The end of 2017 saw a number of important decisions, which have important practical ramifications for the use of Part 36 offers in many commercial litigation cases.


Optical Express Ltd & Ors v Associated Newspapers Ltd [2017] EWHC 2707 (QB)

This was a claim for libel. The particulars of claim were served on 24 February 2015 with details of the Claimants' (Cs') losses at that date with a statement that further loss was expected. Details of further loss were not provided until 8 May 2016 – they were in excess of £20m. Following this, the Defendants (Ds) made a Part 36 offer of £125,000, with a deadline for acceptance of three weeks. This offer was never withdrawn and was eventually accepted on 21 February 2017. By this point significant costs had been incurred due to disclosure and exchange of expert evidence.

The normal rule (CPR 36.13(5)) is that C will be awarded costs on the standard basis up to the end of the "Relevant Period" for acceptance of offer (the 21 day period within which the offer can be accepted with automatic costs consequences). D will usually be awarded costs on the standard basis from this date up to the date of acceptance.

In this case the court decided it would be "unjust" to apply the normal rule. Firstly, Cs were only awarded costs up to 11 January 2016, on the basis that they should have provided the further information no later than November 2015: the 8 May 2016 response was held to be a direct cause of the Part 36 offer, so the court held that Ds would have made a Part 36 offer sooner, had the additional details of loss been made available to them earlier. Ds could have made an offer with a Relevant Period which would have expired no later than 11 January 2016. Ds were therefore awarded their costs from 11 January 2016 on the indemnity basis. This was on the basis that Cs' conduct in relation to the offer, first rejecting it and then accepting it much later without explanation, was "highly unreasonable".


Claimants should avoid delay in providing details of loss, to enable defendants to make an appropriate offer.


Mohammed v Home Office [2017] EWHC 2809 (QB)

This was a claim for unlawful detention. The Claimant (C) made a Part 36 offer that he would accept £70,000, which was rejected by the Defendant (D). D accepted liability the day before the trial, 8 months after rejecting the Part 36 offer. The judge awarded £78,500, a more advantageous result for C than its own Part 36 offer.
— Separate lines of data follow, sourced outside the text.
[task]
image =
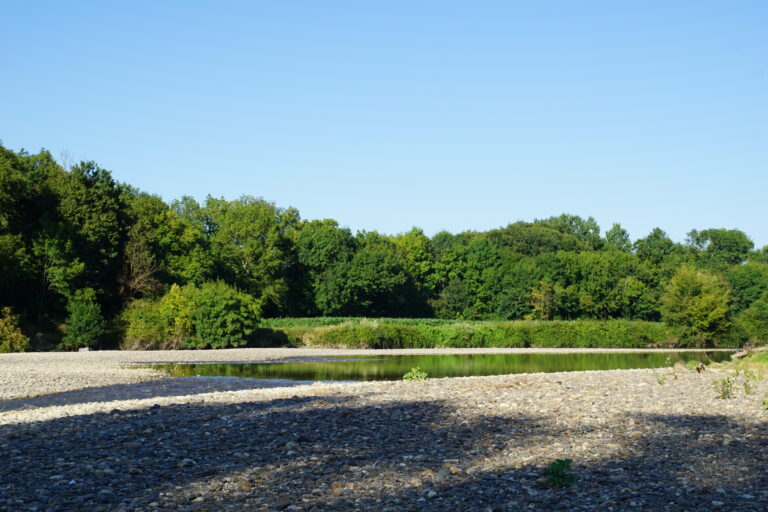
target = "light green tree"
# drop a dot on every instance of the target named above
(698, 302)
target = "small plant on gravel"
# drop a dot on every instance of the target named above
(559, 474)
(724, 387)
(416, 374)
(749, 382)
(660, 377)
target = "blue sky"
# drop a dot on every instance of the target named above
(385, 115)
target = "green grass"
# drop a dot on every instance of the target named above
(435, 333)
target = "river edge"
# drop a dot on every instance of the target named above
(468, 443)
(26, 375)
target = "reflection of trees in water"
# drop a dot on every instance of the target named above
(453, 365)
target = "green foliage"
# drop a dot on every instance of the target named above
(214, 315)
(64, 230)
(754, 321)
(697, 301)
(560, 474)
(748, 382)
(11, 337)
(660, 377)
(724, 388)
(721, 246)
(415, 374)
(432, 333)
(222, 317)
(85, 323)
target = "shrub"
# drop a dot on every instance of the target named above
(11, 337)
(214, 315)
(559, 473)
(85, 324)
(753, 321)
(415, 374)
(724, 387)
(415, 333)
(222, 317)
(698, 303)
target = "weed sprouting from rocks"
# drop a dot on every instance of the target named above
(724, 387)
(660, 377)
(749, 382)
(559, 474)
(415, 374)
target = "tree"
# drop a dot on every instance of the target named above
(748, 283)
(11, 337)
(373, 283)
(698, 302)
(721, 246)
(251, 240)
(85, 324)
(754, 321)
(617, 238)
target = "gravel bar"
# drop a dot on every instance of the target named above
(89, 432)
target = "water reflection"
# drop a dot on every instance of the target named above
(441, 365)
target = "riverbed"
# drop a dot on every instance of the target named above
(85, 431)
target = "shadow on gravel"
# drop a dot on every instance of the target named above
(176, 386)
(325, 453)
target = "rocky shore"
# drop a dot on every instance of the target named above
(86, 432)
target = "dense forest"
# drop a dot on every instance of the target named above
(88, 261)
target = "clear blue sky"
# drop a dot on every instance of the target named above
(442, 114)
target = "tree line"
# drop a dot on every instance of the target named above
(88, 261)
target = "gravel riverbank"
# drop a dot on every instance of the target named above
(86, 432)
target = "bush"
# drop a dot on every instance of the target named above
(212, 316)
(698, 303)
(11, 337)
(410, 333)
(222, 317)
(753, 321)
(85, 324)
The normal rule (CPR 36.17(4)(a)) is that C will be awarded, in addition to its costs, "interest on the whole of the damages award at a rate not exceeding 10% above base rate". On this point, the judge considered the following factors; the time that had lapsed between the offer deadline and the trial; that C had conducted the litigation reasonably and that D should have conceded liability earlier, amongst others. The judge awarded enhanced interest at a figure of 6% above the base rate from the date of the deadline of accepting the offer to the trial judgment date.

Under CPR 36.17(4) (d) C was also entitled to an "additional amount, which should not exceed £75,000 calculated by applying the prescribed percentage" which here was 10% of the sum awarded to C as the claim was for less than £.5m. The judge queried the interpretation of "sum awarded". Was it:

  • the damages award net of any interest
  • the damages award plus any basic interest or
  • the damages award plus all interest, including any enhanced interest awarded under CPR 36.17(4)(a)

The judge held that it should be "the damages award plus any basic interest" - the sum awarded to C, without the enhancement awarded under Part 36.


The Rules provide for very significant enhanced costs and damages awards for claimants who beat their own Part 36 offers. This is a rare example of a reported decision construing and applying the relevant Rule.